I wouldn't know. I'm at home, teaching my three daughters and caring for my little son.

This is the time of year when I alternately question our decision to homeschool and rejoice that such a privilege is available to us. When you've never had the opportunity to try it for yourself, homeschooling can look a lot like insanity. Why in the world would I trade my “freedom” for the enormous extra responsibility of teaching three students on my own? Especially when we're in such a good school district?!

Here, to remind myself as much as to inform you, is why:

~ for the joy of hearing Sugar sing to Lil' Snip while she sweeps the back porch

~ being able to hold Spice on my lap in the middle of the morning and talk about whether the glass is half full or half empty, whether the sky is mostly sunny or mostly cloudy, and how gratitude can help train us to optimism

~ vast quantities of free time for all four, today to make ink from pokeberries (“I read about it somewhere” says Sugar) and, using quills they made from feathers they found, write notes to their friends

~ the friendships cemented between sisters and brother, caring for each other and learning to “fight nice”

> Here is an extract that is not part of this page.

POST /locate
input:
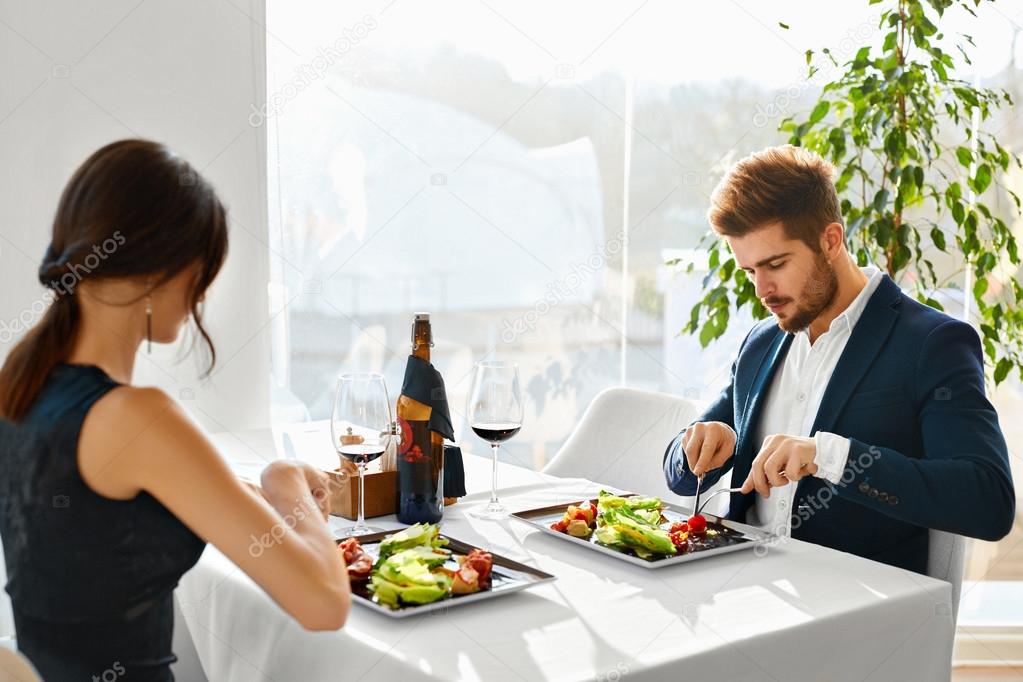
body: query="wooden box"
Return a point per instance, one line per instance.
(382, 494)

~ watching Nice religiously shepherd Lil' Snip and try to practice her reading on him

~ a chance to discover, again, to learn things I missed the first time through

~ flexibility to add to the curriculum spontaneously when my Farmer spots a new mushroom species or we find a caterpillar on the flowers Grandma helped them pick

~ an intimate knowledge of creation that is only possible through constantly touching it, smelling it, hearing it, and tasting it – and the opportunity to give credit to the Creator

~ and the harder joy of sacrifice, learning not just penmanship but patience

It's not all roses, of course. If it were, there would be no need for me to write this list. We passed a bus the other day, full of small children on their way to school. Their mothers were probably shopping. Or sipping their first cup of coffee at the quiet kitchen table, musing, able to hear their own thoughts, mapping out their day till 3:30.

I was taking a meal to a friend, then home to work on figuring area and doing multiplication, learn about the history of coal mining in Pennsylvania and read aloud the next exciting chapters from George MacDonald's The Princess & Curdie. We'd study nature and sketch it, write down our observations about weather conditions, practice penmanship and memorize poetry. After Sugar and Spice made lunch, they'd wash up the dishes while Nice gave Lil' Snip a ride in her dolly stroller.

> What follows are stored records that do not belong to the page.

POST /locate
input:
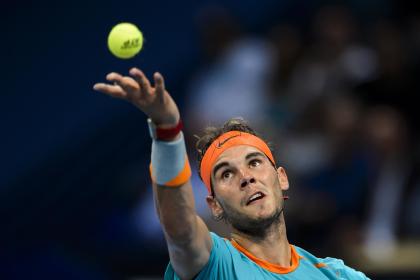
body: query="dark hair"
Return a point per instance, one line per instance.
(211, 133)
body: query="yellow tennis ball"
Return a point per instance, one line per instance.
(125, 40)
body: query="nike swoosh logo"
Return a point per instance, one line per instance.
(220, 144)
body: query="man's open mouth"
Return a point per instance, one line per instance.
(256, 196)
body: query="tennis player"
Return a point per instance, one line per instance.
(245, 188)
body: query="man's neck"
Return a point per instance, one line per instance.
(273, 248)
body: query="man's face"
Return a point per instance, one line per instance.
(248, 189)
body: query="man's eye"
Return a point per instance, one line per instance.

In the afternoon we have an hour or so of Quiet Time (which I always think of in capital letters). Sugar and Spice read on their own, Nice listens to music and looks at books, and Lil' Snip, we hope, sleeps.

I read, or nap myself, and sometimes . . . I take the time to count my blessings. 

The trade-off is worth it. I'd rather have my children home, learning life together, no matter how much leisure I give up.